Profiling the Executor - Cerebras Training

We provide tools through the DataExecutor to profile its performance during the run. Currently, the supported activities can be profiled as follows:

Activity	Description
`total_samples`	Total number of samples processed so far
`total_time`	Elapsed time so far, in seconds
`rate`	Client side smoothed samples/second of all the samples added since last queried
`global_rate`	Non-smoothed samples/second since the beginning of when the executor context was entered. For a more detailed explanation see Measure throughput of your model
`samples_per_sec`	Non-smoothed samples/second since the beginning of when the executor context was entered. This value is the same as `global_rate`
`flops_utilization`	Real flops utilization for the run

You can track activity performance using names and the DataExecutor profiler.
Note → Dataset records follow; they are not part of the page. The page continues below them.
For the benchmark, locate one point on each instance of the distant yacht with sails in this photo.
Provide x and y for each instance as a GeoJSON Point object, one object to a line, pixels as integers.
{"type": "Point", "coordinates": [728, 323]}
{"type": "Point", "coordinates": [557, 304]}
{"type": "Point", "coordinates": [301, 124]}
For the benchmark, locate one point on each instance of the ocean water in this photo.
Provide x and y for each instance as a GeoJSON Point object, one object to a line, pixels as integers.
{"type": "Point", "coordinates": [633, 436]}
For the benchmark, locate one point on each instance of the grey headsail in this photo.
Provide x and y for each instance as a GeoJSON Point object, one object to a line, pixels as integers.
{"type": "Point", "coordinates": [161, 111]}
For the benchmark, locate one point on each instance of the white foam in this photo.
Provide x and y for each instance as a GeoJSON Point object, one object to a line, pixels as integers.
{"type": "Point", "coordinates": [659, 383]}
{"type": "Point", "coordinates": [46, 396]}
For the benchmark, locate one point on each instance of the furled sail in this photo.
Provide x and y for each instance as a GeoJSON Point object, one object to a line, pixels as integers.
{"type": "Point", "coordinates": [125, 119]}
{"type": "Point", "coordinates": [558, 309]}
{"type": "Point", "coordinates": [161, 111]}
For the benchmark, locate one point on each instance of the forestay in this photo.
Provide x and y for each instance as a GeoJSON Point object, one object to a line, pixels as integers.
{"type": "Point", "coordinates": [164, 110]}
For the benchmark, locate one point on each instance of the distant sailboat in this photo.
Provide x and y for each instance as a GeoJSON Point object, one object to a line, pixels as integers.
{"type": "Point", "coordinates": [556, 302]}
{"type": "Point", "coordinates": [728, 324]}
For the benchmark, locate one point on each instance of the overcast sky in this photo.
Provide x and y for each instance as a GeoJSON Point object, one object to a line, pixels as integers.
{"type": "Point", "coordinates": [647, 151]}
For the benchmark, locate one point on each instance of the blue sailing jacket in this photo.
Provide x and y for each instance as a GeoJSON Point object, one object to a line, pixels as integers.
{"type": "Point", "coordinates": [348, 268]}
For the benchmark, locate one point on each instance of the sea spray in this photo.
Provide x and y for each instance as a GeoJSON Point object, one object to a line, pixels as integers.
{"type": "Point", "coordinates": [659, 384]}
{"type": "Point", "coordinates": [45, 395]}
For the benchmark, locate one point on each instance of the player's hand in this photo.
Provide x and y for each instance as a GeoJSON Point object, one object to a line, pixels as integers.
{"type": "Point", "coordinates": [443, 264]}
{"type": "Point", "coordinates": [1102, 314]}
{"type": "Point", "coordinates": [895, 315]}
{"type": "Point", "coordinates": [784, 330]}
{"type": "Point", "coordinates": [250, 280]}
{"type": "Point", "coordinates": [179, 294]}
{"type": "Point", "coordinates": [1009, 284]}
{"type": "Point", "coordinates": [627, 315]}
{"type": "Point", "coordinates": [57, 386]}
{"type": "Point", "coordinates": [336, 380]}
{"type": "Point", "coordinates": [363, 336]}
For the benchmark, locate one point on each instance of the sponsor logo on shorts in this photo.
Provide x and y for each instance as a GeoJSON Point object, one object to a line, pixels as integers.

For example:

executor = cstorch.utils.data.DataExecutor(...)
...
print(f"Total samples: {executor.profiler.rate_tracker.total_samples}")
print(f"Total time: {executor.profiler.rate_tracker.total_time}")
print(f"Rate: {executor.profiler.rate_tracker.rate}")
print(f"Global rate: {executor.profiler.rate_tracker.global_rate}")
print(f"Samples/sec: {executor.profiler.rate_tracker.samples_per_sec}")
print(f"Flops utilization: {executor.profiler.rate_tracker.flops_utilization}")